New York City-based malpractice attorney Michael E. Jaffe of Pazer Epstein & Jaffe PC called the insurance industry’s consumer-choice arguments “disingenuous” and noted that, currently, consumer premiums tied to the mandatory minimum SUM coverage of $25,000 amount to “free premiums” for insurers.

That is because in the vast majority of cases, the minimum coverage required by law is offset by mandatory liability minimums typically held by the driver at fault in an accident, he said.

The only time a customer’s mandatory SUM minimum coverage becomes a risk for the insurer is in the relatively rare event that the driver at fault has no insurance at all, he said, adding the insurance industry may not want to change that.

Incidents where people are hurt by uninsured drivers, while rare, are not unheard of, trial lawyers say. A recent accident in which a Staten Island driver carrying the minimum $25,000 in SUM coverage — but now facing far higher medical and other costs after being stuck by a drunken, uninsured driver — has raised the profile of the dispute, Jaffe said.

Coverage in the Staten Island Advance newspaper about the plight of that particular driver, Victor Rao, showed the risk people face when their SUM coverage is insufficient, Jaffe said.

“Look at the Rao story and what happened to him — I see that fairly often,” he said. “At the end of the day, if someone has this coverage and we’re able to get a better recovery, then we’re able to get a better result for our clients.
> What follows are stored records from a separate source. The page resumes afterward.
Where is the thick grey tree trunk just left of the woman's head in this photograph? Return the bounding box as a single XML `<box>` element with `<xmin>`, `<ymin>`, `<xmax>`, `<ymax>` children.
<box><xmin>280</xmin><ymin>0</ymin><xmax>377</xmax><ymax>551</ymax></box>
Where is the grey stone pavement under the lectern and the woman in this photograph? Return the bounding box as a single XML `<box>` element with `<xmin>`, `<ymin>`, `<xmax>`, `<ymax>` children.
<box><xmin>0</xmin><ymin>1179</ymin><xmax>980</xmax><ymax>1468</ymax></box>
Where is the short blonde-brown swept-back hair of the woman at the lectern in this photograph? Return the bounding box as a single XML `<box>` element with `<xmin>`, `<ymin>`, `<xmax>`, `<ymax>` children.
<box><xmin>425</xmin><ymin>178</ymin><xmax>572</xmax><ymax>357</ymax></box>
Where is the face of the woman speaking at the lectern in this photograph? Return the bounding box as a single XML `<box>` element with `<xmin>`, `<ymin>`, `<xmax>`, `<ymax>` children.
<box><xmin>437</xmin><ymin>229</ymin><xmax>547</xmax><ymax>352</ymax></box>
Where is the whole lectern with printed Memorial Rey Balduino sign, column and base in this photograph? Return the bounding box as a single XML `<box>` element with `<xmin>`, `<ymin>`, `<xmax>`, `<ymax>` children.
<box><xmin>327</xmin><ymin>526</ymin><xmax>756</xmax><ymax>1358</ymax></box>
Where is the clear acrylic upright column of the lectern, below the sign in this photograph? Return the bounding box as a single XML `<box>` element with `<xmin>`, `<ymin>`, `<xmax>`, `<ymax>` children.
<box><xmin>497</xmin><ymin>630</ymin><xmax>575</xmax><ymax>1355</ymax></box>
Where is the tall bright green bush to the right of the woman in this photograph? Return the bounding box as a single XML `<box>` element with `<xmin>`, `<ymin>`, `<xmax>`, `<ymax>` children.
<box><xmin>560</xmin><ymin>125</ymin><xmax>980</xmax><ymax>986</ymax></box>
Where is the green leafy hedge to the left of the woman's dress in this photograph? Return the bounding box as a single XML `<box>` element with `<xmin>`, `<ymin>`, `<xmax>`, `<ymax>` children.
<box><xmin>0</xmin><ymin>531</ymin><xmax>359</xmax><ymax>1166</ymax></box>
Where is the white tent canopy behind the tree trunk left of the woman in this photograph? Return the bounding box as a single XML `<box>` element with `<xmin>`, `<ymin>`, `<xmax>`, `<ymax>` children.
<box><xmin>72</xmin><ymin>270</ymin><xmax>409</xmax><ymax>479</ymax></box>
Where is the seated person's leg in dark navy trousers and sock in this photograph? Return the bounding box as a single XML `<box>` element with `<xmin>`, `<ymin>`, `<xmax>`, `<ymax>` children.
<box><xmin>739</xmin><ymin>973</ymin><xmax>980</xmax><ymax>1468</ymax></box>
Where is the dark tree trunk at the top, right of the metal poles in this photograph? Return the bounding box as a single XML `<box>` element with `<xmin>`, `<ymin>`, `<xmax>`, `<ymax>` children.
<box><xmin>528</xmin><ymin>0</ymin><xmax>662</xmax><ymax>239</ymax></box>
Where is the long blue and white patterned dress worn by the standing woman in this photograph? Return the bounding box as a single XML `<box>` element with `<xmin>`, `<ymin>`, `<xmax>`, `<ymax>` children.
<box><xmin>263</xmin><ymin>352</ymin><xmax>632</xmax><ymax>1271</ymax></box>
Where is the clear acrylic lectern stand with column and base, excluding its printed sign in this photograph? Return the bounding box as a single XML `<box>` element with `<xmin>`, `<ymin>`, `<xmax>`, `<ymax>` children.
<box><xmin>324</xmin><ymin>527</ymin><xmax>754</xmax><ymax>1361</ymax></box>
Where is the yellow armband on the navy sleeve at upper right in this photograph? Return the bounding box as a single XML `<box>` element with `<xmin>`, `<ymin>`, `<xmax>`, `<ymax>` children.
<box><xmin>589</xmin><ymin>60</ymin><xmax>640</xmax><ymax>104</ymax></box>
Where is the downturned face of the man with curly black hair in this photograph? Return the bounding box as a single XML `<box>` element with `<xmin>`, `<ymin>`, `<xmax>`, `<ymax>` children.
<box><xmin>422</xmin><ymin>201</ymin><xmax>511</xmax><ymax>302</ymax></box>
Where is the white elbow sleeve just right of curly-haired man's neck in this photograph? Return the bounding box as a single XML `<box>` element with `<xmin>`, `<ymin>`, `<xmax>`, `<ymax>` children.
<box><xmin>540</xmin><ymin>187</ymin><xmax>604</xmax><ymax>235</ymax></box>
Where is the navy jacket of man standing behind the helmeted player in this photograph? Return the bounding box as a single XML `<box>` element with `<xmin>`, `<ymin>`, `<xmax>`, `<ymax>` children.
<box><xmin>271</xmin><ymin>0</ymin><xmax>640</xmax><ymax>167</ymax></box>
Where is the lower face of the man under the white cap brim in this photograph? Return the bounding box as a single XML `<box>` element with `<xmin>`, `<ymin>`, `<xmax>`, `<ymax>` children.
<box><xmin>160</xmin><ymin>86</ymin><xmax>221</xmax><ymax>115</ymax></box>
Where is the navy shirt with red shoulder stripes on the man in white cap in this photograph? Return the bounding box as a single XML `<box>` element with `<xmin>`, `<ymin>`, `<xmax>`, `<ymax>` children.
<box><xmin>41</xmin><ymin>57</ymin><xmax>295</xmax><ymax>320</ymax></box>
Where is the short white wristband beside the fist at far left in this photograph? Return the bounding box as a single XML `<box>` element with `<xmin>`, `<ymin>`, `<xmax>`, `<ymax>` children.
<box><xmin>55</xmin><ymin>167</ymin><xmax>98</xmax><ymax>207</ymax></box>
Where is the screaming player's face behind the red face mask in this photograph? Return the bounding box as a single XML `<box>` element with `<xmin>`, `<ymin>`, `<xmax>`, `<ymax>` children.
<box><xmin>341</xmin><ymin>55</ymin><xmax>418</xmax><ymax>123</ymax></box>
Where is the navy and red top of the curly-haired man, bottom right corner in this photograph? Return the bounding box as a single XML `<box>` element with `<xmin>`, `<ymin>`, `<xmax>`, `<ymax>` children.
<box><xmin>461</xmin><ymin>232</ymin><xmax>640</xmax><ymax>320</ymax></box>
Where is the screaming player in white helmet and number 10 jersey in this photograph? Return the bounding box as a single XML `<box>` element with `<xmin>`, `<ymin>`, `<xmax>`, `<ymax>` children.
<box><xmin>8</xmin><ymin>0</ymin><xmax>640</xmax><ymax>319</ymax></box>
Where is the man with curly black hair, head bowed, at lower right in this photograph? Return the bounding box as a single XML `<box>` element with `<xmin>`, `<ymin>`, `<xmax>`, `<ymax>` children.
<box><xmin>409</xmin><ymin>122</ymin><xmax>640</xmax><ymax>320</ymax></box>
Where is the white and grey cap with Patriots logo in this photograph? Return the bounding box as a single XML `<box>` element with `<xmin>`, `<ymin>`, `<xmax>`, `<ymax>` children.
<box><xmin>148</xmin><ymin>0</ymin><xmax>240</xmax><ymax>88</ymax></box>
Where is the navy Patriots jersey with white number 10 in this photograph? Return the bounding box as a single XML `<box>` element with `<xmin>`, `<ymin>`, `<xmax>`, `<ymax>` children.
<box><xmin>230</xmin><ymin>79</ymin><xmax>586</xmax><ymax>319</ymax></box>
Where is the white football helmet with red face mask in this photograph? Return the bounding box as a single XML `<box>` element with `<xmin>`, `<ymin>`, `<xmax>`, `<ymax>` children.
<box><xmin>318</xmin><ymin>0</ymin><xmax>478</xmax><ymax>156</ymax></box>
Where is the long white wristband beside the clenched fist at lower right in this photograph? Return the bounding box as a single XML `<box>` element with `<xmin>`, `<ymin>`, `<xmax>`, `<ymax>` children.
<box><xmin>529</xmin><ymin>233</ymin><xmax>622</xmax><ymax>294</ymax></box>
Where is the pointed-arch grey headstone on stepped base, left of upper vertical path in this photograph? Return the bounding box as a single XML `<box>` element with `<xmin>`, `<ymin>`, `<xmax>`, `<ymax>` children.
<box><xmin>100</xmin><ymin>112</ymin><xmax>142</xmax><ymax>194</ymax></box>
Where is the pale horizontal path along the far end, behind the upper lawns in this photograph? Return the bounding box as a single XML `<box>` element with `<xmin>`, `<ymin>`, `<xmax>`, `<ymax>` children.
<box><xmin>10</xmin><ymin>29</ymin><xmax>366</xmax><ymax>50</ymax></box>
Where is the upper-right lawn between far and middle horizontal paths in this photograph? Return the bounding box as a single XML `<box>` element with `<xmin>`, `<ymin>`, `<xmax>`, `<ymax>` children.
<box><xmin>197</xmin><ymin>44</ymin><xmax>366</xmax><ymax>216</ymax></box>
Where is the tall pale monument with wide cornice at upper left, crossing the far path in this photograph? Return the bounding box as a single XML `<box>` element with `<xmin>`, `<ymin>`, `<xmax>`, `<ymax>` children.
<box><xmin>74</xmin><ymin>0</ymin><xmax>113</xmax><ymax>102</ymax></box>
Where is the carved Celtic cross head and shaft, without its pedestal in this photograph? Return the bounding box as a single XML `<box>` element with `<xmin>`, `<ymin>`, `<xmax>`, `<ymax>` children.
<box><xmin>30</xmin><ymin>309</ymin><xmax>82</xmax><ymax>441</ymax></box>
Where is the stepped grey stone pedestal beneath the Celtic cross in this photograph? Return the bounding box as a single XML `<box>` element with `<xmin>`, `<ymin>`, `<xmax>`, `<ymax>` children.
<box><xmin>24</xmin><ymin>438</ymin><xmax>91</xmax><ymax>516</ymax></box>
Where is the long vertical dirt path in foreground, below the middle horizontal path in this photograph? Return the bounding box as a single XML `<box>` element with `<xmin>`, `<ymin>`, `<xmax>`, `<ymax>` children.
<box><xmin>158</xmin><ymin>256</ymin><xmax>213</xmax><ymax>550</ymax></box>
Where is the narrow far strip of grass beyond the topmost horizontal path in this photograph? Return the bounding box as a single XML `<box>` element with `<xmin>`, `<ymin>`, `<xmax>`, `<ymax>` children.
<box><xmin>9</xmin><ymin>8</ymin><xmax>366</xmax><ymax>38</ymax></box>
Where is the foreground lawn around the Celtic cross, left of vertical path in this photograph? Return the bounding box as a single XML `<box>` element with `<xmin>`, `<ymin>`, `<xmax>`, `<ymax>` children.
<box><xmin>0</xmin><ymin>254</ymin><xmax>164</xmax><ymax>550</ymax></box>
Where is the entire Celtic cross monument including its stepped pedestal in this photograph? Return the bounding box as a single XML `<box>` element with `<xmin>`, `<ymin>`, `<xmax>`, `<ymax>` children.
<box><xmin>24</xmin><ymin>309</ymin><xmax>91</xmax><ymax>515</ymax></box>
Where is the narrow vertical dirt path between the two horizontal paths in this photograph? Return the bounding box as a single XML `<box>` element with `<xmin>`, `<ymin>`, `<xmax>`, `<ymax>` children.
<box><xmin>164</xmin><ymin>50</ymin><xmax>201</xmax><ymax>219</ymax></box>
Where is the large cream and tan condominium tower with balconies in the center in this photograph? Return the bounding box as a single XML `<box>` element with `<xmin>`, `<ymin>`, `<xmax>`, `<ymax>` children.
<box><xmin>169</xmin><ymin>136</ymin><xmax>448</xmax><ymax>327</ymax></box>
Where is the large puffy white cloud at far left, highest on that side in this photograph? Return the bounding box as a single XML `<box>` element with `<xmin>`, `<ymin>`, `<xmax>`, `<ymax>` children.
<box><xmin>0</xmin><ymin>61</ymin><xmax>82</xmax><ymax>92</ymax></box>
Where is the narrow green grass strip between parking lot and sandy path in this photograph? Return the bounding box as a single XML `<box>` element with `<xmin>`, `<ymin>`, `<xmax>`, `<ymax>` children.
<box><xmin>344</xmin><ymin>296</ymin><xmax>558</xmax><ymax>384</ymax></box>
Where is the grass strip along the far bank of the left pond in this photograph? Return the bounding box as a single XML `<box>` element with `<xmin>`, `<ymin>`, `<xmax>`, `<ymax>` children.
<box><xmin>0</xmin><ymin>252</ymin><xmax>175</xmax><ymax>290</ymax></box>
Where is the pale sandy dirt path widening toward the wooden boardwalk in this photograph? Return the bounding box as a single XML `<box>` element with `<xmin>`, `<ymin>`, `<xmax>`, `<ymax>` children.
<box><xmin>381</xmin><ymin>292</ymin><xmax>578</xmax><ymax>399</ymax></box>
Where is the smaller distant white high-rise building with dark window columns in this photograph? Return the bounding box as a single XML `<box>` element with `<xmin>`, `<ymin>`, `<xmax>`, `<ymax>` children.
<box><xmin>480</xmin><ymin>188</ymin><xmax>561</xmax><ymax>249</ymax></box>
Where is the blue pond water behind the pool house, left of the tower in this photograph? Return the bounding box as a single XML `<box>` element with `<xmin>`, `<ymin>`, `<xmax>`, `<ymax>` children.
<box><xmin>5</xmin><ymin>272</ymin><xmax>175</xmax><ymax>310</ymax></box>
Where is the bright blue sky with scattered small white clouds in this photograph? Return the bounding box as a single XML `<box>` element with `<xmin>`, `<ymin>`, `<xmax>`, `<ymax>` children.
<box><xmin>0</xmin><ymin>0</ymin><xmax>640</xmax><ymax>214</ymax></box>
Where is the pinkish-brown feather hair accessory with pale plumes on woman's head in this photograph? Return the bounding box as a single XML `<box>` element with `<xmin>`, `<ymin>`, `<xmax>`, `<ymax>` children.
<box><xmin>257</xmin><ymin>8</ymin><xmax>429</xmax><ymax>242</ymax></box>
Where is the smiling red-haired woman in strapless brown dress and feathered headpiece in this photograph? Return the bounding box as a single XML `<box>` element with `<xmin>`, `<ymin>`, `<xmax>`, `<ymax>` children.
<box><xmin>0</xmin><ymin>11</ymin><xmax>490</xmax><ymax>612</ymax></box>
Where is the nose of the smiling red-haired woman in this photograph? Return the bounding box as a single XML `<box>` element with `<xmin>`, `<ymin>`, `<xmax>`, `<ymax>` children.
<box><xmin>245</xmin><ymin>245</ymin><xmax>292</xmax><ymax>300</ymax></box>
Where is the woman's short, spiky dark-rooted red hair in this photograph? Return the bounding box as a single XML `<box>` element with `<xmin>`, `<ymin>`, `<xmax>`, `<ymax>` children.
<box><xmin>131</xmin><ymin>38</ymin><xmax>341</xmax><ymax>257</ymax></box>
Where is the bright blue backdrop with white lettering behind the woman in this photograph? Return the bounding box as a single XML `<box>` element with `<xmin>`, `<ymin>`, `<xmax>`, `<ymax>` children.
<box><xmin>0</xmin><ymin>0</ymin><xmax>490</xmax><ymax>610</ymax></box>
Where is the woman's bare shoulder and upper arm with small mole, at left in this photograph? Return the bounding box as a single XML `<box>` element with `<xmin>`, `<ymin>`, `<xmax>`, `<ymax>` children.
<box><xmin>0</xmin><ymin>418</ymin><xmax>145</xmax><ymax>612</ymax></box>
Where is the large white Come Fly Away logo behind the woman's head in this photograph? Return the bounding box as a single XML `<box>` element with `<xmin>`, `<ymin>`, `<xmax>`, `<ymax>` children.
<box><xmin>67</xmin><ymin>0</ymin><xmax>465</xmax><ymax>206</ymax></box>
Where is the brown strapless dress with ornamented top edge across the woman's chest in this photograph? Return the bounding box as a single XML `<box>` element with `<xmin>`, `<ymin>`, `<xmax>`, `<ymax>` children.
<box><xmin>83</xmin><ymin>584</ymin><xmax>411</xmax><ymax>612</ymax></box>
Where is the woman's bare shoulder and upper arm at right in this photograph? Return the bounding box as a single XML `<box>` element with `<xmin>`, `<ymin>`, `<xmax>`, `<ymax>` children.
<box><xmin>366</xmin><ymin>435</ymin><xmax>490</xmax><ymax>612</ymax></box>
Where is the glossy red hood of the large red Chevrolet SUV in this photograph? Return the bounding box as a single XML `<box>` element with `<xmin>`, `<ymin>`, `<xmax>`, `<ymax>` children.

That’s what they retain us to do.”

Jaffe, the president of the New York State Trial Lawyers Association, calls the measure “one of the best consumer bills I’ve seen in a long time” and notes that it not only passed both houses of the New York Legislature with only one dissenting vote, but that 26 other states already have some version of the law on their books.

“For an insurance carrier group to say that ‘this bill limits choice’ — it doesn’t ring true,” Jaffe said.